Nestlé gives into another of Third Point’s demands
Zurich — Food giant Nestlé on Tuesday set a formal margin target, as several of its rivals have done, fulfilling another demand by activist shareholder Third Point.
"The company will detail how it will reach its mid-single digit organic growth target by 2020, and will announce an underlying trading operating profit margin target of 17.5%-18.5% by 2020," the Swiss maker of KitKat chocolate bars and Nespresso coffee said ahead of a highly anticipated investor seminar.
The London event is the first time new CEO Mark Schneider will lay out his strategy for Europe’s largest company.
Investors are looking for proof that Nestlé, the world’s largest packaged food company, can improve performance when the sector is battling a slew of upstart brands and changing consumer tastes and habits.
"I guess many investors will be reassured, although the target doesn’t look over ambitious," Vontobel analyst Jean-Philippe Bertschy said.
Expectations had already been high for Schneider, the first outside CEO at Nestlé in nearly a century, but ramped up following the arrival of activist hedge fund Third Point as a shareholder and last week’s death of L’Oreal heiress Liliane Bettencourt.

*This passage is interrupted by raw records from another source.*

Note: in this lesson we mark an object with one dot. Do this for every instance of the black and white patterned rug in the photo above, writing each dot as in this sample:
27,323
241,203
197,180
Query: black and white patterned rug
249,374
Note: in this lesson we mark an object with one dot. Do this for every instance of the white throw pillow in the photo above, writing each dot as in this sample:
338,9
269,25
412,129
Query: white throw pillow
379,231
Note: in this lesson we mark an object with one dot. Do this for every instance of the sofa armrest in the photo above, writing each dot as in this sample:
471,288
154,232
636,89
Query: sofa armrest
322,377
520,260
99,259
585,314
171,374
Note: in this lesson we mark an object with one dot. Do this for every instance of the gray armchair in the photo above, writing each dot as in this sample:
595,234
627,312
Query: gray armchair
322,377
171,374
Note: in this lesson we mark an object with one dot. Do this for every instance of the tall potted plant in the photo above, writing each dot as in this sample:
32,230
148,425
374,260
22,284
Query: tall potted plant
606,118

Third Point, known for driving change at other companies, unveiled a $3.5bn Nestlé stake in June and asked for a series of actions including a formal margin target.
Nestle said on Tuesday it would "pursue external growth opportunities that fit within targeted categories and geographies, deliver attractive returns, and build on the company’s leadership positions".
It confirmed it would focus capital spending on high-growth categories coffee, petcare, infant nutrition, and bottled water and said it also wanted to pursue opportunities in consumer healthcare.
It said that in light of its strong cash generation, it intended to spread evenly over three years its share buyback programme of up to Sf20bn ($20.67bn) that was announced in June.